Authentication for Databricks Asset Bundles

This article describes how to configure authentication for Databricks Asset Bundles. See What are Databricks Asset Bundles?.

You deploy and run Databricks Asset Bundles within the context of two types of authentication scenarios: attended and unattended:

  • Attended authentication scenarios are manual workflows, for example, using your web browser on your local machine to log in to your target Databricks workspace when prompted by the Databricks CLI.

  • Unattended authentication scenarios are automated and CI/CD workflows, for example when using CI/CD systems such as GitHub.

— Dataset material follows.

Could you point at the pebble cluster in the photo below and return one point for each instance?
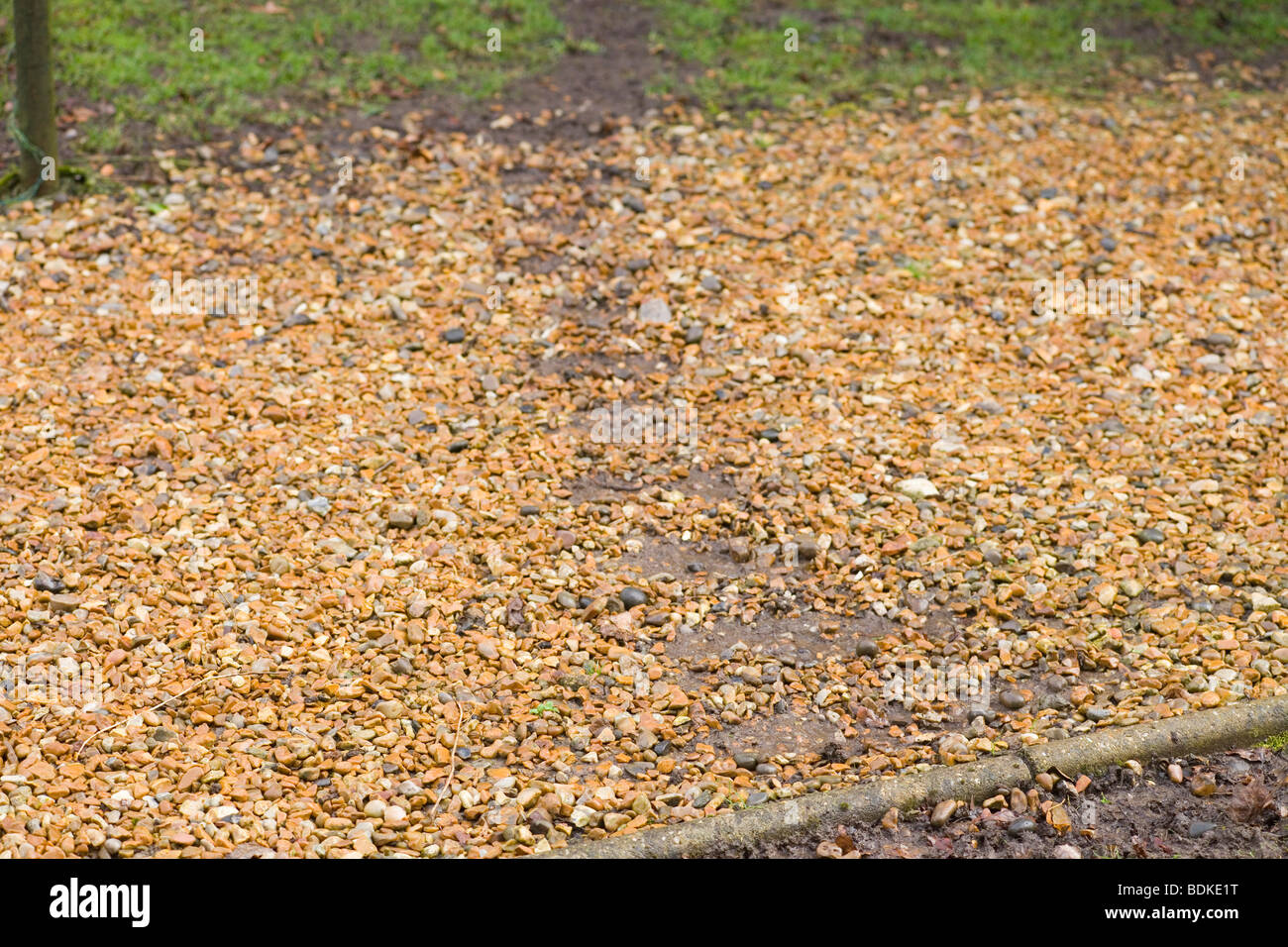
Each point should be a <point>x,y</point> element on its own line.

The following sections recommend the Databricks authentication types and settings to use for Databricks Asset Bundles, based on these two types of authentication scenarios.

Attended authentication

For attended authentication scenarios with Databricks Asset Bundles, Databricks recommends that you use OAuth user-to-machine (U2M) authentication for your Databricks user account in the target workspace.

You can also use a personal access token associated with your Databricks user account for the target workspace.

For more information about these Databricks authentication types, see Databricks authentication methods.

For storing authentication settings for attended authentication scenarios, Databricks recommends that you use Databricks configuration profiles on your local development machine. Configuration profiles enable you to quickly switch among different Databricks authentication contexts to do rapid local development among multiple Databricks workspaces. With profiles, you can use the --profile or -p options to specify a particular profile when running the bundle validate, deploy, run, and destroy commands with the Databricks CLI. See Databricks configuration profiles.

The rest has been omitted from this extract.